İstanbul Havalimanı: Parası olmayana bir damla su yok
İstanbul Havalimanı'nda yiyecek ve içecek fiyatları da 'uçuyor.' Özellikle aktarma için havalimanında saatlerce beklemek zorunda kalanlar açlık ve susuzlukla sınav veriyor.
DUVAR - Tüm havalimanlarında olduğu gibi İstanbul Havalimanı yolcuları da pahalılık nedeniyle alışveriş yapmaktan çekiniyor. İkinci kontrol noktasından sonra suyun içeri sokulmasının yasak olduğu havalimanında dışarda 5 TL'ye satılan küçük boy şişe bile 35 liraya satılıyor. Özellikle aktarma için havalimanında saatlerce beklemek zorunda kalan yolcular alışveriş yaparken iki kere düşünüyor.

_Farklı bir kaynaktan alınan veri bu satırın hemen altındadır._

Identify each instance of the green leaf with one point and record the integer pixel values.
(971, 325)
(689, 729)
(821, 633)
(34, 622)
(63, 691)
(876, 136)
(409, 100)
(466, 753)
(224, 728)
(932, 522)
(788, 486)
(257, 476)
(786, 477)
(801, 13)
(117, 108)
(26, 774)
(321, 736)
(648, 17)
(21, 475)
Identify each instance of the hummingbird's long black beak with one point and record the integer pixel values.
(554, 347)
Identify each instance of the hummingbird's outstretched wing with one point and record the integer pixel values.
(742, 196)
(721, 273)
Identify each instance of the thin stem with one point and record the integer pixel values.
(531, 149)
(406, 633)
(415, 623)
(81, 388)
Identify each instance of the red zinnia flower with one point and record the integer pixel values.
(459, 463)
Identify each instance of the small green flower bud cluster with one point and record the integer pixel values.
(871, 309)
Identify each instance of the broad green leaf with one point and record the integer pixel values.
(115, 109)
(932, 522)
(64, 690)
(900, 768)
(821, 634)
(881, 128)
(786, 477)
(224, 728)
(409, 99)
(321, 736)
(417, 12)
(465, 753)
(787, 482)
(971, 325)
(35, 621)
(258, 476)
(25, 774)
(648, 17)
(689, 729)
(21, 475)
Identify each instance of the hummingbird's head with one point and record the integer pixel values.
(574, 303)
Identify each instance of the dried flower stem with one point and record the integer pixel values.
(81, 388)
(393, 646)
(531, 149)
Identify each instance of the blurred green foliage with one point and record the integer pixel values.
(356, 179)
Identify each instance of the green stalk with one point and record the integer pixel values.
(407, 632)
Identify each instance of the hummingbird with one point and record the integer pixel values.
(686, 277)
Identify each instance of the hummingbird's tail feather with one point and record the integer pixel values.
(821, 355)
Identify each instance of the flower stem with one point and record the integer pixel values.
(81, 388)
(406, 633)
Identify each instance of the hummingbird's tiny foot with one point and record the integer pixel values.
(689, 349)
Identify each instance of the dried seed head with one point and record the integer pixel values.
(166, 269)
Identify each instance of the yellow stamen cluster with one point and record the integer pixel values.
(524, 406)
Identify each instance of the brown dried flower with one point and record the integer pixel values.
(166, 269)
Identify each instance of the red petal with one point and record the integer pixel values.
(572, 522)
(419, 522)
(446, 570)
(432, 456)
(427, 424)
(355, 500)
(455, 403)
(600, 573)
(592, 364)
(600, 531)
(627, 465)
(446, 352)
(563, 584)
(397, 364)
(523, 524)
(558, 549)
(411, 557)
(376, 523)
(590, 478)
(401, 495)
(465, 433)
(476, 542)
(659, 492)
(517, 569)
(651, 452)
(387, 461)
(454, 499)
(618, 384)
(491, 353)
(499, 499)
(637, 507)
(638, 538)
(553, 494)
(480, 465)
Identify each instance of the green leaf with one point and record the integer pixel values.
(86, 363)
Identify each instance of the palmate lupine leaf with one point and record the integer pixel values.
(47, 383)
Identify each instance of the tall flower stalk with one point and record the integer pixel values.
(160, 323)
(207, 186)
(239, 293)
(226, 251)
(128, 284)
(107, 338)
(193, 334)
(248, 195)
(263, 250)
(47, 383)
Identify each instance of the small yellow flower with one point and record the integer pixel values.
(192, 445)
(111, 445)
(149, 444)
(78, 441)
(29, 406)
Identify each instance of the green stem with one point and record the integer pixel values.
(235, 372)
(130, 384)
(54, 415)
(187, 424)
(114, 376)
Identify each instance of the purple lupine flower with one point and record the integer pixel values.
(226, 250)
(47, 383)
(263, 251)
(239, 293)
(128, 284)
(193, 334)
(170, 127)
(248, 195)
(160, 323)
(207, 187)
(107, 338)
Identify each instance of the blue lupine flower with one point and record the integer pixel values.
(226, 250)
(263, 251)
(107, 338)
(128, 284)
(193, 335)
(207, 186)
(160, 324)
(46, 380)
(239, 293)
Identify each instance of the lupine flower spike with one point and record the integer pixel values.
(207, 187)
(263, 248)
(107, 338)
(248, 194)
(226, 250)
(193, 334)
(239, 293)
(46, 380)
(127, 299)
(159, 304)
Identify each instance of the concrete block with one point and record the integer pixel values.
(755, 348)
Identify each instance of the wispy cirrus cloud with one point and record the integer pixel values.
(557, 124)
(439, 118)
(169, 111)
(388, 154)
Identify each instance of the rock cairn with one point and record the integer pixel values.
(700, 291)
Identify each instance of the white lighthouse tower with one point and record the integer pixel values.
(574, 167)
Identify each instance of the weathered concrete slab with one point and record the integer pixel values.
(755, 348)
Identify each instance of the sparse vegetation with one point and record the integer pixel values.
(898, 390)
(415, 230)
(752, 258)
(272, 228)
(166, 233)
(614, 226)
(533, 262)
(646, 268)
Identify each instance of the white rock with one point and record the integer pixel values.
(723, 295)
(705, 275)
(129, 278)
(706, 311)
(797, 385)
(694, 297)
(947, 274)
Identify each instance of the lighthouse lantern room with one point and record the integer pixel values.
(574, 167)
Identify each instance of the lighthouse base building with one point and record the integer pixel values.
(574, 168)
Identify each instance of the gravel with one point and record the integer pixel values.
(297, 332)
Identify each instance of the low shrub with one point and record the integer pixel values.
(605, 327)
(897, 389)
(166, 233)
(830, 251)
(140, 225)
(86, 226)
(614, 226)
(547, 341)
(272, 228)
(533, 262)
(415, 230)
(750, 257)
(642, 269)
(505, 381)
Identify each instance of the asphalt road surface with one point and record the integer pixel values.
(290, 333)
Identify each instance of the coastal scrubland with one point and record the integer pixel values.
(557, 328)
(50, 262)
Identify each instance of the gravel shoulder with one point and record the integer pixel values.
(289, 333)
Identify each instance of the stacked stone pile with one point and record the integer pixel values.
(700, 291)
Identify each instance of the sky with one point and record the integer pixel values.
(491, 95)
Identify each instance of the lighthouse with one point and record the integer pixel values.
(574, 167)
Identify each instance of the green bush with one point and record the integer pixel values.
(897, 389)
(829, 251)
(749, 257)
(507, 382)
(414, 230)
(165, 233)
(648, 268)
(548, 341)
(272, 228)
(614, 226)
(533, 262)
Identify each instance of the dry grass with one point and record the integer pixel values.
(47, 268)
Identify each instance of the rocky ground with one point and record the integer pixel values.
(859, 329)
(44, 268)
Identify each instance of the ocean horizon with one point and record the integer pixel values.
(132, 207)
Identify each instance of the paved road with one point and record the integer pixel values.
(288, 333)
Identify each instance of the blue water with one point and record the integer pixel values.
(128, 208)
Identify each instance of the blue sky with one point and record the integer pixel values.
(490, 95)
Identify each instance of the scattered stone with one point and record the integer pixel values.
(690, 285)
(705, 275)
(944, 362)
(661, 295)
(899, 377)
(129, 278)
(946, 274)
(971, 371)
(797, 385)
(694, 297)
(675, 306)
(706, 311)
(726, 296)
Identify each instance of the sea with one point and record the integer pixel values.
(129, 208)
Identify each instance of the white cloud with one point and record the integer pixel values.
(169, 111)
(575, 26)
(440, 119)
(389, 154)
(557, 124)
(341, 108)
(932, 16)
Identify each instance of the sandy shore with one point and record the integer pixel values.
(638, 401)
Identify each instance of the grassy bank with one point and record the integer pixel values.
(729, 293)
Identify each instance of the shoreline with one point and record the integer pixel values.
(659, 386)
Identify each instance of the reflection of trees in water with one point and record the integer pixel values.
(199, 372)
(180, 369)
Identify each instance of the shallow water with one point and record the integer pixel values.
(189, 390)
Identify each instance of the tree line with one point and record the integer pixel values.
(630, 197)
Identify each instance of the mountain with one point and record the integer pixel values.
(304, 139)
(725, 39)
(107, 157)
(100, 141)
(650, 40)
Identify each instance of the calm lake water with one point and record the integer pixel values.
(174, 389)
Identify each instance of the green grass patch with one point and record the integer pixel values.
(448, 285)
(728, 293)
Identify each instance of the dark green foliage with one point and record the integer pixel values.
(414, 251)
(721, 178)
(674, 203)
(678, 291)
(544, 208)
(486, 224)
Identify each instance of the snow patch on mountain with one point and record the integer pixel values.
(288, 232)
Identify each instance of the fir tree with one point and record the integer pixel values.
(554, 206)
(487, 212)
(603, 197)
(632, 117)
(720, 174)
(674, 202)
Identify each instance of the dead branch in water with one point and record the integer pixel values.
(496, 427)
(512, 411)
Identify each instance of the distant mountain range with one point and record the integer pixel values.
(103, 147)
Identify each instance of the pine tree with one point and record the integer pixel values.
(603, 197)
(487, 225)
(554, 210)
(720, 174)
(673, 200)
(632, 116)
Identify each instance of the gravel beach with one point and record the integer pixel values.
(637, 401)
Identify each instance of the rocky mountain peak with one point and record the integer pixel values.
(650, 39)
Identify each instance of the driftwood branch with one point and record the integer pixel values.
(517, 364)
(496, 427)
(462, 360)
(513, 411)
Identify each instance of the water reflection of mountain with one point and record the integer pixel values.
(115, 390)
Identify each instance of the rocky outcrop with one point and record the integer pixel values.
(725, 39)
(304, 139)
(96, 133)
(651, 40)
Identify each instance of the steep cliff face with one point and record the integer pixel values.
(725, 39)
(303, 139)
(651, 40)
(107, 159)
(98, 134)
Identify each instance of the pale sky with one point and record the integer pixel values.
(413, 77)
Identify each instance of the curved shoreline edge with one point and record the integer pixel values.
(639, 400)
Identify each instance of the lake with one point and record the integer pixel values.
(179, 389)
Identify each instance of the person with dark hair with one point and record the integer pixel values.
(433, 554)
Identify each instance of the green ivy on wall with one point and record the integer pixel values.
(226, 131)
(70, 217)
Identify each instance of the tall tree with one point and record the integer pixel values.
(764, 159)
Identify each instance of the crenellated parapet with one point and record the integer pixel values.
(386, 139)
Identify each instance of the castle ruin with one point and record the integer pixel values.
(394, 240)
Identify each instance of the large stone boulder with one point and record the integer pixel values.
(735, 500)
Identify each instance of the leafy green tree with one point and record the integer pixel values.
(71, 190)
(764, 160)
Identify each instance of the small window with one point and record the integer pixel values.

Farklı şehir ve ülkelerden gelenler İstanbul Havaalanı'na iner inmez valizini alıp ayrılıyor. Ancak buradan başka kentlere ya da ülkelere gidenler aktarma için saatlerce uçak beklemek zorunda kalıyor. Uçağı kaçırmamak için erken gelenler, uçağı rötar yapanlar ve aktarma için bekleyenlerin oluşturduğu kalabalık en temel gıda ürünlerini bile almakta zorlanıyor. Kent merkezine uzak olması nedeniyle, havalimanında dışarıya çıkarak bir şeyler satın almak mümkün değil. İçeriye girildiğinde 18 farklı noktada ücretsiz su sebili bulunuyor. Ancak ikinci kontrol noktasından geçtikten sonra su sebili bulunmuyor. Bu kontrol noktasından geçerken içeriye su sokmak da yasak. Bu yüzden uçağı rötar yaptığı için ya da aktarma yaptığı için bu alanda bazen saatlerce beklemek zorunda kalan yolcular yüksek fiyatlar ödemeye mecbur kalıyor.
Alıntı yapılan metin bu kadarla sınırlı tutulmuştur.